Due to an increasing rise in fatalities among our junior staff we feel a responsibility to inform you on a important difference on two very dangerous creatures in our daily lives.

As surprising as it is for some, there is actually a difference between the Emo and the Emu. Yes, this is the truth, we wouldn’t lie to you. Yes, we know when you try to put a tie on both of them, they both try to bite you. Yes, we also know that they are leading in the ways of the “dirty because I choose to” fashion style. And yes we even are aware that when shown the smooth melodies of Pierce the Veil, they flap their various upper body appendages in a cornucopia of motions. But it is the shocking truth that Emo’s and Emu’s are not one and the same.

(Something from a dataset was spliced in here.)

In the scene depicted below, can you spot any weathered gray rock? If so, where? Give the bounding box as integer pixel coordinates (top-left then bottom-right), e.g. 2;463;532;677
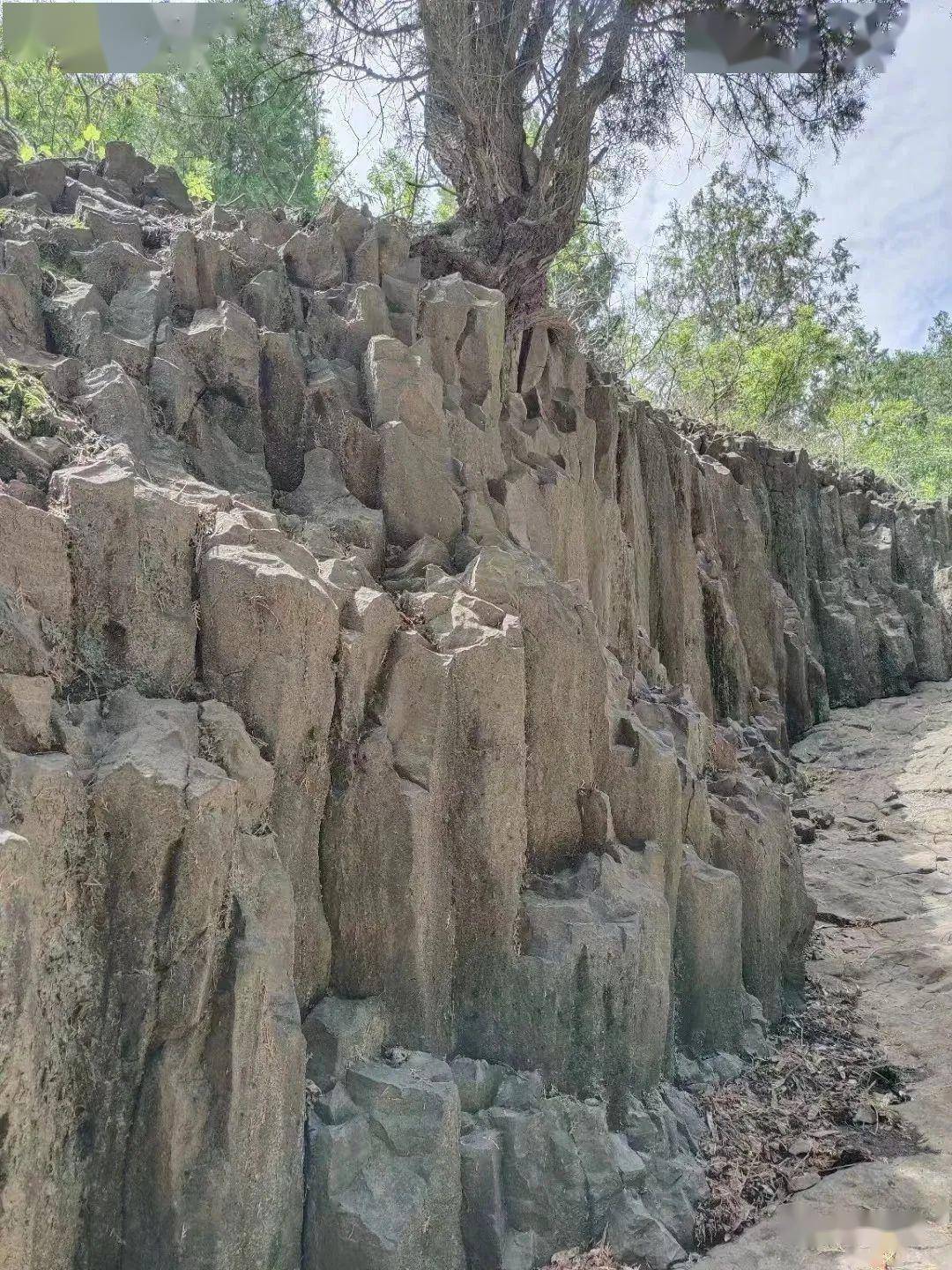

Before we distinguish between these two, we feel it is important to stress that both of these creatures are dangerous and should be approached with only extreme caution, if, indeed at all. Emo’s have been reported to take young people and turn them into Edger Allen Poe spewing, makeup wearing, leather strapped zombies. And as many parents have told us “Its like they’re dead to me!”, and indeed they are, dead that is. For in actuality, Emo’s have mastered the art of turning the teenager into the artificially dead being, forever edgy. Emu’s are no safer, or more friendlier then their counterparts. In 1932 the British fearing the growing Emu threat in Australia felt it needed to wage war on the beasts, and thus the great Emu war was fought. All in terrible vain, even with their superior technology, the British suffered a humiliating defeat, with the casualties of 25,000 bullets and around 50 Emus. Deaths not with standing, the flighty fowl remained staunch and the British were forced to admit a loss.


Now that we are through explaining why they are dangerous. We shall provide a simple test for you to discern between an Emo and an Emu,  so you can take the proper precautions. The test is at follows, if you think you have encountered either an Emo or an Emu, grab a flammable substance and a flame source. Carefully splash the flammable substance on the creature, remember safety first, wear protective head gear. After the creature has been thoroughly doused, create a fire with your fire source, then holding your arm in an arch like fashion, hurl the fire at the creature with force, proceed to quickly run “like you’ve eaten to many burritos and the bathroom has screamed your name”. If the aftermath creates a scent that is like chicken, it is an Emu, if said scent is eyeliner it is an Emo.

Remember we are here for you

-Archivist #4242




Public Service Announcement #4: Emos and Emus, know the difference, save a life

One thought on “Public Service Announcement #4: Emos and Emus, know the difference, save a life

  1. obeseostrich says:

    If you discover that the thing you burned is indeed an emu, I suggest you run because (and I quote from the British commander during the Emu War) “They [emus] can face machine guns with the invulnerability of tanks.They are like Zulus whom even dum-dum bullets could not stop.”